你也不嫌撑得慌,阮咩心中吐槽他,面上说,“做完再去。”

元阳精气神一下子爆了,没了,有气无力的做着自己根本看不懂想要干嘛的题目,阮咩总是喜欢拿这个折磨他,事实上根本动摇不了他的根基,因为他是一点都不懂,也不想懂。

阮咩偷偷给元爸发短信,其中话语巧言令色各种小心思,元轩当时正在和人说话,感觉到手机震动,等人离开了一看,不禁笑了出来。

他素来很少笑,但对着儿子们有独特的温柔和宠溺,时光很好的把那些棱角磨去,让人剩下温润和大气,少年时候的戾气,青年时期的执拗,都成为了年过四十岁的沉稳。

稍作思忖,他把那条来自阮咩的短信转发给了阮疏。

阮疏那边下飞机不久,刚打开手机就看到了这条短信,也是笑了。

元阳净是爱转移目标,不过没什么,小咩会制住他的。

所以借助辅导学习的名义,阮咩把元阳的所有卡都骗了过来。

那些绯闻阮疏也知道,他和元轩呆的时间太久了,大家都觉得七年之痒过了,男男的感情哪里有深的?就开始肆无忌惮,时常有些人想要爬到元轩的床上,他这里也有不少人各自怀着心思。

阮疏如果不是考虑儿子们需要安静的环境,早就把他们两个给拉出来遛遛了。

不过想了想还是算了,生活是给自己过的,如果净是考虑别人如何如何,他们还过什么日子?

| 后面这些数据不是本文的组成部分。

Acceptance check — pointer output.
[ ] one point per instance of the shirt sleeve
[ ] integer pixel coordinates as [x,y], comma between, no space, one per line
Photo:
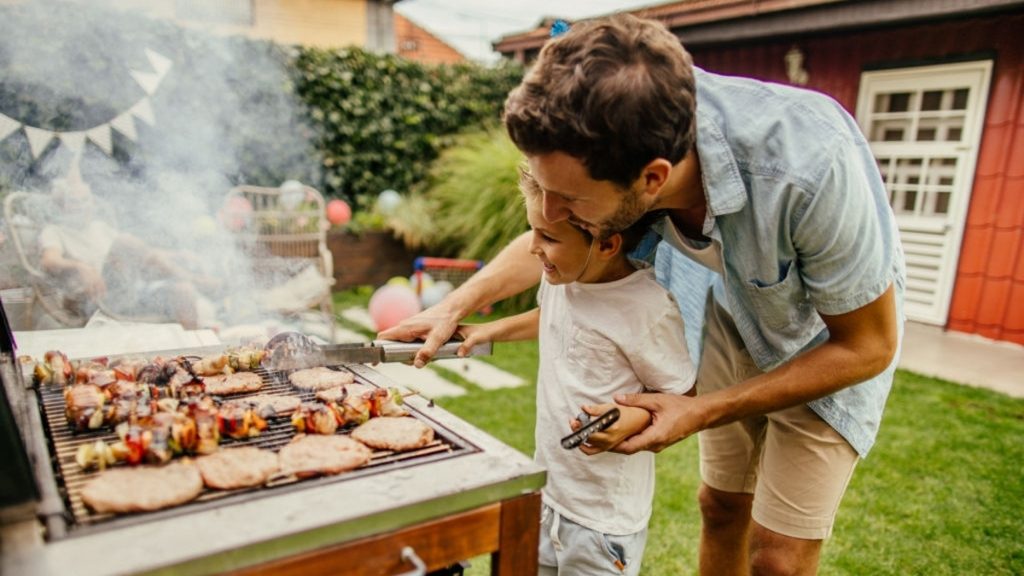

元轩早已惩戒了几个胆大妄为的,他这边直接把戒指戴上,虽然他为人一向亲和,但不代表没有主心骨。

这样一来,各自怀着心思的人也去找下家了,不敢在他这里造次。

不过仔细一想,结婚二十年,相识三十年,抵足而眠,呼吸交织,生命早就绕成了一团,分不出彼此了。

极少有人知道他旗下的品牌元轩占了多少股份,只因元轩的那部分股票注明的是他的名字。

这也是两人信任与彼此妥协的一部分。

空气微凉,呼吸之间带着寒意,阮疏滑动屏幕,“你抽空带他们出去见见人也好。”

毕竟年龄也到了,是时候让他们两人出去见见世面了。

元阳的目标转移计划失败,差点被阮咩的奥数给neng死,每天面如菜色,等着元爸的投喂,阮咩倒是心中有了想法,因为元爸给他回短信,让他这两天拉元阳出去订制小西装。

这是让两人出去的节奏。

元轩确实有这个意思,他和阮疏结婚二十年了,相识也三十年了,元阳和阮咩都已经要上高中了——他们今年十二岁,不想上初中,就直接奔高中去了。

这一年,阮疏和元轩倒是宴请了很多人参加他们的结婚二十年纪念日的anniversary。

元阳和阮咩穿着黑色的小西装,没能偷吃成,被两个爸爸拉到外边给叔叔伯伯们说话。

阮咩一反常态,笑的恰到好处,说话滴水不漏,已然有了小狐狸之态,元阳虽然十分的想学他那样,但也知道自己功力不够,多说多错,少说少错,但笑不语,一副高深模样。

来的媒体很多,很多,但——

都进不去。

阮咩倒是和记者打上了交道,因为他着实讨厌了镁光灯闪瞎眼睛,对付这样的局面最好的办法就是你提前抛出去新闻给他们,然后事了拂衣去,深藏功与名。

不然能一直追着,烦都烦死。

记者们很想问这位小朋友是谁,心中有了猜测,但这不能乱写,不然说了话又收回来,也着实对不起八卦这个词语。

小盆友你是谁呀。

元阳转身对着元轩喊了一声,“爸爸~”

众记者:“……”

阮咩心想果然掐元阳是有效果的,一掐就会让智商上线。

他拍了拍元阳身上根本看不到的灰尘,拉着元阳进去了。

阮咩大名:阮乐

外号:阮可乐

为什么,因为他和元阳相爱相杀!

元阳大名:元逸

至于什么叫相爱相杀,作者不想解释了……这一本书所有人的名字都是一个错误,深刻体现了鱼唇到底是怎样炼成的。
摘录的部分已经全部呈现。